Да, сигналы на пультах были настолько обыденны, настолько привычны, что Космогатор в первый момент не успел осознать, что значит вся эта их дисциплинированная безотказность. Индикаторы всех двенадцати планетолетов были темными, а это значило, что в ангарах находятся ровно двенадцать НИКов, стало быть, и НИК-9…

На мгновение Космогатор подумал, что при нулевом переходе они вернулись назад во времени (мало ли чего можно было ожидать от субпространства, не такое оно могло еще выкинуть!) и что НИК-9, в сущности, никуда и не улетал.

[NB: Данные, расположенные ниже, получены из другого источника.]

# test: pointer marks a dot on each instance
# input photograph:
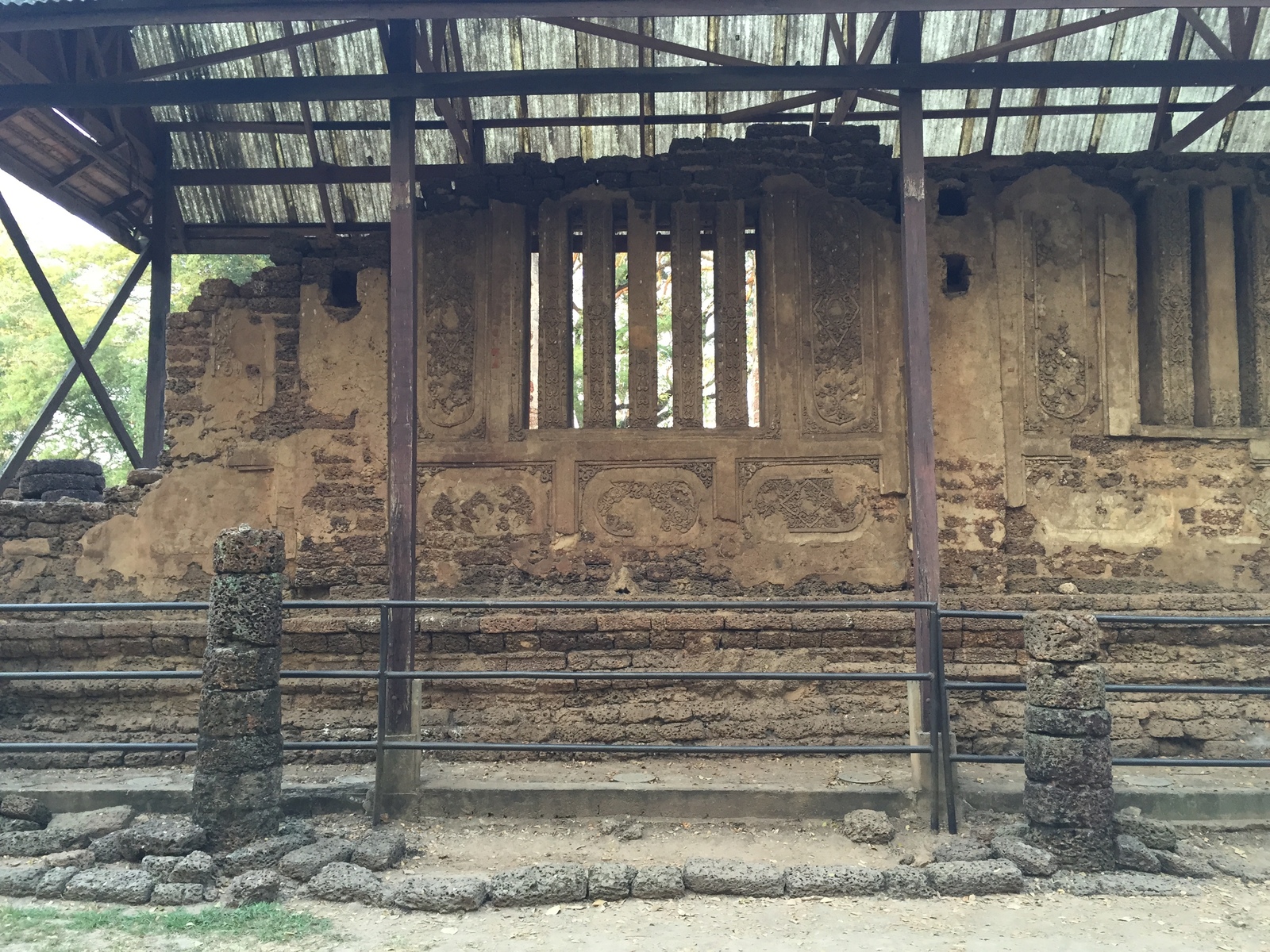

Но перед ними блестела двойная звезда Мицар-А. Нет, они не вернулись назад во времени, тут явно было что-то другое…

— Не может этого быть!

— И я говорил то же самое. Должно быть, заело какое-нибудь реле. Хотя до сих пор реле нас не подводили.

— Ну ладно, не в реле дело. А люди? Там были люди…

— Их нет. То есть их нет среди экипажа. А там я, признаться, не проверял. Достаточно мне было взглянуть на свой пульт, чтоб сломя голову помчаться к тебе.

— Необходимо немедленно все проверить на месте. Уяснил? И возьми кого-нибудь с собой.

Ангар, где размещался НИК-9, находился в третьем ряду кормовой части звездолета. Скоростной лифт несся туда почти полминуты. «Что же все это могло означать?» — размышлял Энергетик, думая о странном, невероятном возвращении НИК-9. А означать все это могло только одно — ошибку в автоматике. Впрочем, какие-либо ошибки были напрочь исключены, невозможны, но допустить «иное» было еще невозможней, еще исключительней. Логичней уж было допустить существование сверхъестественных сил.